# How high should I mount an HDTV?



## Juanus

It's coming time to mount my TV on the wall.
Most sites say "eye level" but I am looking for general consensus on how high it should be off the ground. I once found this site that said the center of the TV should be "x" inches off the ground. Of course I cant find that anymore.
Any suggestions?

Thanks in advance.


----------



## P Smith

> TV should be "x" inches off the ground


You shouldn't take it as most important rule, treat it as recommendation based on height of normal sitting and a typical position of your head
practically only you know what chair or recliner you'll use most of the time while watching the TV, take in account and other ppl positions

the horizontal line of you vision [eyes] should touch upper part of TV picture (by all ergonomics ) to avoid strain in your/viewer's neck


----------



## harsh

If you're wall mounting it, it should be as low as possible while clearing any furniture or fixtures.

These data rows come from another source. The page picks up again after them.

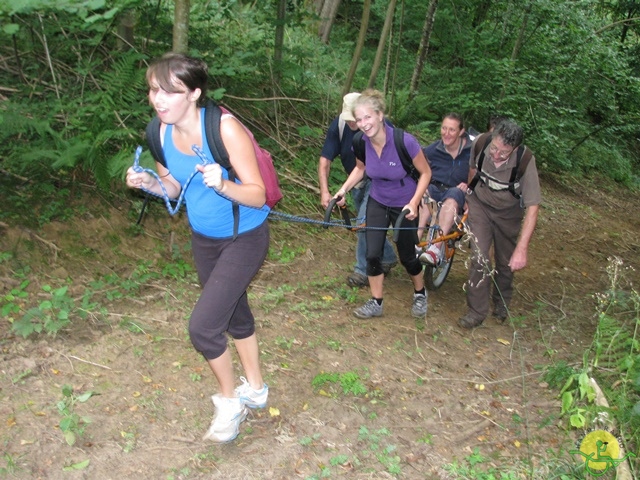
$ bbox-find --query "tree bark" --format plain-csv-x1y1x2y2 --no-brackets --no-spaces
342,0,371,96
409,0,438,101
318,0,340,43
117,10,137,51
511,2,531,62
173,0,191,53
273,0,287,81
367,0,396,88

Mounting low is even more important if you're mounting it on a table or stand (recalling the recent rash of children smacked by falling televisions).

Eye level is about 40" and how close you need to be to that number varies with how wide the vertical viewing angle of your TV is.

Of course this eye level should strike the center (or slightly above) of the screen.

If you're bound and determined to mount the TV up high, you'll need to put a rake (noun, inclination from perpendicular or horizontal) to the TV such that the screen is still perpendicular to everyone's line of sight.

See Mistake #3 in the following commentary:

http://www.televisions.com/tv-articles/20-Common-Home-Cinema-Mistakes-Mistakes-1-to-10.php


----------



## spartanstew

Typically the center of the display should be about 3' - 4' off the ground.


----------



## jimmie57

The center of my 37" and 46" TVs are 42" from the floor.
Viewing Distance from the 37" TV is 7 feet. The viewing distance from the 46" is 10 feet.


----------



## Laxguy

Your eye should hit above the centerline of the TV. Distance is a matter of personal preference; I sit 10' from my 58" and would be closer if the lady of the house (aesthetics!) would permit.


----------



## Juanus

Currently the TV sits on a desk that makes the center of the TV 52 inches off the ground. It is a little higher than eye level, but not too bad.
48 Inches or 4 feet exactly wouldn't be too bad. One of the reasons I am looking for an exact measurement is so that all of the TVs can be somewhat uniform around the house. (lady of the house aesthetics)

Also, one of the rooms has 9 foot ceilings so I am going to have to find some design ideas to fill the space above.

Thanks for all of the tips, keep them coming if you have more.


----------



## Datagg

Mine about 12' out and center of the tv just a tad below eye level. We have a 3d set so viewing angle was important. of course this is all very subjective, size, primary/secondary viewer, etc. Good luck with your project.


----------



## dmspen

I read that you should sit in your viewing seat, measure the height. The TV should then be mounted at +/-35 degrees from that height.
Based on this thread, TVs that are mounted over fireplaces are ALL too high.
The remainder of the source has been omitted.